Netflix shares have plunged over 60% year-to-date. Other plans it has to reinvigorate growth include launching an advertising-supported product in 2023, and cracking down on password-sharing.“The streaming sector has faced tough comps following Covid and we believe the market is confusing a slowdown for something more inherent rather than a transient headwind that Covid created,” Kindig told CNBC.
 

Comps refers to comparable company analysis, a way of determining the value of companies by measuring them against their peers. “These comps clear in H2 2022 and beyond, so we expect a return to growth for streaming stocks and we believe the current valuations are an overreaction to the downside,” she said.

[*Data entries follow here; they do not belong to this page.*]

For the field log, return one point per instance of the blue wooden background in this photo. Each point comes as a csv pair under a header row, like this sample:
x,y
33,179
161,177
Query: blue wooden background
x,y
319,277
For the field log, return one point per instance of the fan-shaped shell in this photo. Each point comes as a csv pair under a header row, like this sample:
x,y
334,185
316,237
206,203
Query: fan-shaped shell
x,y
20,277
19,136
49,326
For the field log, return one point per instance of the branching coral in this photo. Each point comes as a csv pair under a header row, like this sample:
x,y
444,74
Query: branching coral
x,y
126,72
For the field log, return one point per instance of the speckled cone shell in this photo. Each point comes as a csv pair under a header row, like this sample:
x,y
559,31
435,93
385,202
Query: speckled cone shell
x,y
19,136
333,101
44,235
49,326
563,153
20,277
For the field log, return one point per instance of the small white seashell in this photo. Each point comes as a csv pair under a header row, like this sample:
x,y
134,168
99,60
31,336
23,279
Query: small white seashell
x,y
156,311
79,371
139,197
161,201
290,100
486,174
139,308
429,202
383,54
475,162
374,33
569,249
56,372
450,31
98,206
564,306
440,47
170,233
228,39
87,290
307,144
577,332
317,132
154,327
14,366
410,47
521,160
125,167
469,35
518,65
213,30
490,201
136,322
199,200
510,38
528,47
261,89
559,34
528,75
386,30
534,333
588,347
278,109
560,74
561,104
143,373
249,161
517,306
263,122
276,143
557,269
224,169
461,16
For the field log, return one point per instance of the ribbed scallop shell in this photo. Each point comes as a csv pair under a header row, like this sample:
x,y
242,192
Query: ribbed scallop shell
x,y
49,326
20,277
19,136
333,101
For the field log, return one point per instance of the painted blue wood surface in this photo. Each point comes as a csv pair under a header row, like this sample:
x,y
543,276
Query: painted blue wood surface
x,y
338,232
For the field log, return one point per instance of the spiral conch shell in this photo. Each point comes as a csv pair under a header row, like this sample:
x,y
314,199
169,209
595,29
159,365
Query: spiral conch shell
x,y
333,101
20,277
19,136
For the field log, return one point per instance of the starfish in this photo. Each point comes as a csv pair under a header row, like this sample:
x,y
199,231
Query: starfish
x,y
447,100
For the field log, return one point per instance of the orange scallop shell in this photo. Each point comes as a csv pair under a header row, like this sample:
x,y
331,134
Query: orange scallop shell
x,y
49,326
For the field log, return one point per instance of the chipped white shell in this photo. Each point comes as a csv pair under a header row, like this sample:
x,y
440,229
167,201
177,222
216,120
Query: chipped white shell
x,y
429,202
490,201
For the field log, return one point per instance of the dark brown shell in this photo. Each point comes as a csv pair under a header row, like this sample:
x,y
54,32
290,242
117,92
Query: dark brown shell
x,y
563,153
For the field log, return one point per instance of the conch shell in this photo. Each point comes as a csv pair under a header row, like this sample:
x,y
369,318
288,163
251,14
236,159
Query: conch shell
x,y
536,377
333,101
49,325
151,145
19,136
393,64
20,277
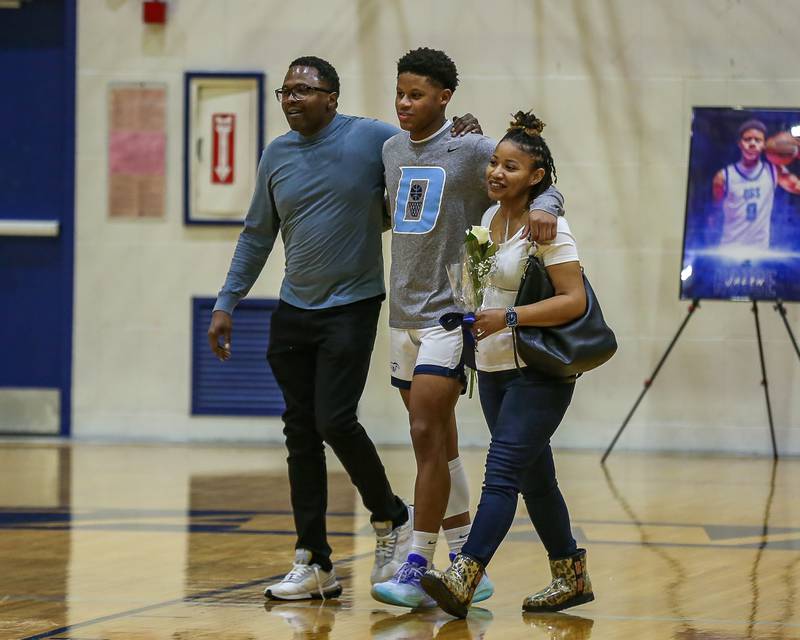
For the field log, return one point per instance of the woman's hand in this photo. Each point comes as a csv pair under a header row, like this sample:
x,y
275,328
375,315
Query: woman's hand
x,y
488,322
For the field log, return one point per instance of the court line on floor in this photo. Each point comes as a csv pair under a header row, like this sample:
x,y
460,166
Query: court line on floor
x,y
167,603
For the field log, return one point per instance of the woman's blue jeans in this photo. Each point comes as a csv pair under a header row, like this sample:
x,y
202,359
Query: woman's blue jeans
x,y
522,413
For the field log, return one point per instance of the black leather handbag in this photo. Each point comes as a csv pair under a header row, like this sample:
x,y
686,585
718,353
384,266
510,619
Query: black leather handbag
x,y
569,349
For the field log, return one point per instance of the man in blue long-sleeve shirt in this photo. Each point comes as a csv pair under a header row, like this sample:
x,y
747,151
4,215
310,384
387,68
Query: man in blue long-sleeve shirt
x,y
322,186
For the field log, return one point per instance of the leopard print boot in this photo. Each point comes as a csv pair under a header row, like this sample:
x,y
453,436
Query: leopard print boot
x,y
454,587
571,585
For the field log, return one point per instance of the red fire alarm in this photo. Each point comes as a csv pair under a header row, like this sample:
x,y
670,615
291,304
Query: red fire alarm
x,y
154,12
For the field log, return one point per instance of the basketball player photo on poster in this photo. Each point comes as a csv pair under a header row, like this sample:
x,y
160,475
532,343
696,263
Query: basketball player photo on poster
x,y
742,226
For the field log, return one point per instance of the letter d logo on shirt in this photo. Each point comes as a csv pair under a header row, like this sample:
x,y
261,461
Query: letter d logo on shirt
x,y
419,199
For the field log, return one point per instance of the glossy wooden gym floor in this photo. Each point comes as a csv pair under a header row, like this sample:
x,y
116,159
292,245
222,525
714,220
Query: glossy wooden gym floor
x,y
150,542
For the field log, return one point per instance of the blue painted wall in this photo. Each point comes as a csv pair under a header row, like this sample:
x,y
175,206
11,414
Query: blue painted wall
x,y
37,169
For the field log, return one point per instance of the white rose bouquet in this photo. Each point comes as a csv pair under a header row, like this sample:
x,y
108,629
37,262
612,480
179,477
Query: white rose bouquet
x,y
478,263
469,279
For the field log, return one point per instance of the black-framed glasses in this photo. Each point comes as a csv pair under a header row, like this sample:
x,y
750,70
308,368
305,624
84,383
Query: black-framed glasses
x,y
298,92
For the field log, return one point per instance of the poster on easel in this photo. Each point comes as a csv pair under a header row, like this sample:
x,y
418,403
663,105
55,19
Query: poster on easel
x,y
223,140
742,221
137,142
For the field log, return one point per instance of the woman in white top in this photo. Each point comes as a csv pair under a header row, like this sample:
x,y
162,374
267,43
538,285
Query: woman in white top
x,y
522,407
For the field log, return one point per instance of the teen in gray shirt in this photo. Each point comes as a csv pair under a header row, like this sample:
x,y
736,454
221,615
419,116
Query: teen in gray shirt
x,y
437,189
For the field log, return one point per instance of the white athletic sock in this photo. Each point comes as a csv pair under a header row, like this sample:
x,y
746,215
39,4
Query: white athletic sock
x,y
456,537
424,544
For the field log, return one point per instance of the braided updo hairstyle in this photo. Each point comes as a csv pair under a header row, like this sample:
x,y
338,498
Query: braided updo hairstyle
x,y
525,131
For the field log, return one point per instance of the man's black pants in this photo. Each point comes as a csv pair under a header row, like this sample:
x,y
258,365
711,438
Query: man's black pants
x,y
320,358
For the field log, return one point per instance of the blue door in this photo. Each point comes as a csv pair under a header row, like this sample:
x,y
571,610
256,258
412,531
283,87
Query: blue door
x,y
37,166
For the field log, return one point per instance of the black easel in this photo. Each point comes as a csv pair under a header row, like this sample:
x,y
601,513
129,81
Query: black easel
x,y
649,381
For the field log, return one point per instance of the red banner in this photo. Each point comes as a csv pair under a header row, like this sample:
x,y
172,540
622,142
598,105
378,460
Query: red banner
x,y
223,126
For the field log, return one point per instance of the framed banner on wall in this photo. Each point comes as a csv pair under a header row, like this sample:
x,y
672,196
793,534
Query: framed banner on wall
x,y
223,139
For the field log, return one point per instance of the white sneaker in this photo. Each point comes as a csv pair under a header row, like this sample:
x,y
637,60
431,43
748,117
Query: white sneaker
x,y
391,547
305,581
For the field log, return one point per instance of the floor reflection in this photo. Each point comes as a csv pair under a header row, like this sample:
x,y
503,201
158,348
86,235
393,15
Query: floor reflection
x,y
681,576
430,624
307,620
560,626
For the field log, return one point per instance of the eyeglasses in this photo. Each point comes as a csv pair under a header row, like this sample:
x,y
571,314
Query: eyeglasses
x,y
299,92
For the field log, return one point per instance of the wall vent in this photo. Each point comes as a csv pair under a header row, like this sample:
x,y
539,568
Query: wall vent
x,y
244,385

Investment firm Guggenheim said in a July 18 note that Netflix earnings have “wide-ranging implications” for not just the stock, but also the valuations of its streaming peers.Netflix’s membership trends for the second and third quarters will be “the most critical” component for value, said the firm, which put out a buy call on Netflix and a $265 price target from its last close of $216.44. Its target reflects its view of Netflix’s additional economic value from the launch of its new advertising-supported product and global growth, it said.Citi, in a note after the earnings announcement, also reiterated its buy call on Netflix, and has a price target of $275.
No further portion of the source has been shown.